The age old saying that has deeper, more metaphorical connotations, but the literal lesson can still apply. Especially, in the case of firefighters and their eternal struggle against fire. The saying is even truer for fire scenarios outside a metropolitan area. When you are out in the wilderness, among the vast forests and mountains, a fire can’t be spotted easily. Most of the time, all you can see is the smoke.
If ever the need arises, helicopters go in these areas to check for fires. In most cases however, it is too far from civilization, or the county doesn’t have the budget. Most of the time it really doesn’t sound good at a fiscal standpoint to send a massive aircraft.
That is where drones can come into the equation.
Drone Firefighters in Oklahoma:
Although smaller in size, a drone can still do what a helicopter does. Aerial coverage of a wide area is possible. And if the drone has powerful cameras at its disposal, it can easily gather data. Drones are also cheaper to acquire, compared to a full sized helicopter. They are also easier to control. A few lessons in drone flying takes a fraction of the time it takes to learn flying choppers. Damage risk is also smaller, since the drone flies without a pilot.

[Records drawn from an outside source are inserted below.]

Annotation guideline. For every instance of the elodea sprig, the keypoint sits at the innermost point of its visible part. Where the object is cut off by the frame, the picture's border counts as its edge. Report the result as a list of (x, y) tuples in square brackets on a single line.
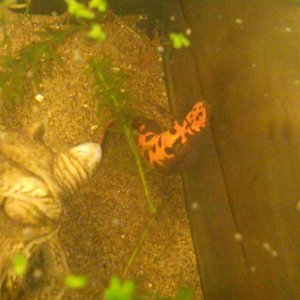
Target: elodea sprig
[(109, 85), (126, 290), (22, 72), (179, 40), (95, 10)]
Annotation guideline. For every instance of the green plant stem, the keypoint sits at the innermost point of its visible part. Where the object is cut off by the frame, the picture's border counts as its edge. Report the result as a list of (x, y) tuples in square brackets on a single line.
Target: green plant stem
[(138, 247), (132, 146)]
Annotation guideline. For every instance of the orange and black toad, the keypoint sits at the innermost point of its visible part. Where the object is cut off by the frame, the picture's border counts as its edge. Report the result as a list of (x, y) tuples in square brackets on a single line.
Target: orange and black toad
[(167, 149)]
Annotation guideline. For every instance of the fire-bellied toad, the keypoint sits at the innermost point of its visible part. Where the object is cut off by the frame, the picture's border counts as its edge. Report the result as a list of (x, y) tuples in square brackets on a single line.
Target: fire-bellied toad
[(33, 183)]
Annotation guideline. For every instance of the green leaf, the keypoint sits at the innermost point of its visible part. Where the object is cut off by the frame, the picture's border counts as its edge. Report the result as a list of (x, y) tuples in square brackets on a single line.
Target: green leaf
[(185, 293), (97, 33), (19, 264), (179, 40), (101, 5), (79, 10), (120, 291), (75, 282)]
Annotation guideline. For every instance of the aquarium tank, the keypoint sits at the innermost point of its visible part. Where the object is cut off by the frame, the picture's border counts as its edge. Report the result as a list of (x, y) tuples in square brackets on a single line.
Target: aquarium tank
[(149, 149)]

That is why the Tulsa Fire Department recently acquired their new drone. It helps in checking for fires out in the boonies, while also being lighter on the budget. It also makes the firefighters’ jobs safer, being the first in line to check the situation. No more running into the field without the proper equipment. With data gathered from the drone, you can be sure they know what they are facing.
This week a call about smoke seen by onlookers caught the attention of the Fire Department. The call pointed their direction to Turkey Mountain, a 300 acre wilderness area.
Instead of taking a long period of time trying to send firefighters on foot to check it out, they sent out their drone. It took only a few minutes to deploy the drone, which you cannot say about a helicopter. The drone flew into the area and pinpointed the source of the smoke. It also scouted the area for possible sources of the fire.
It took no more than ten minutes for the drone to find the fire source. With this data in hand, the firefighters of Tulsa County managed to put the almost-raging inferno under control.
Just another day in modern firefighting.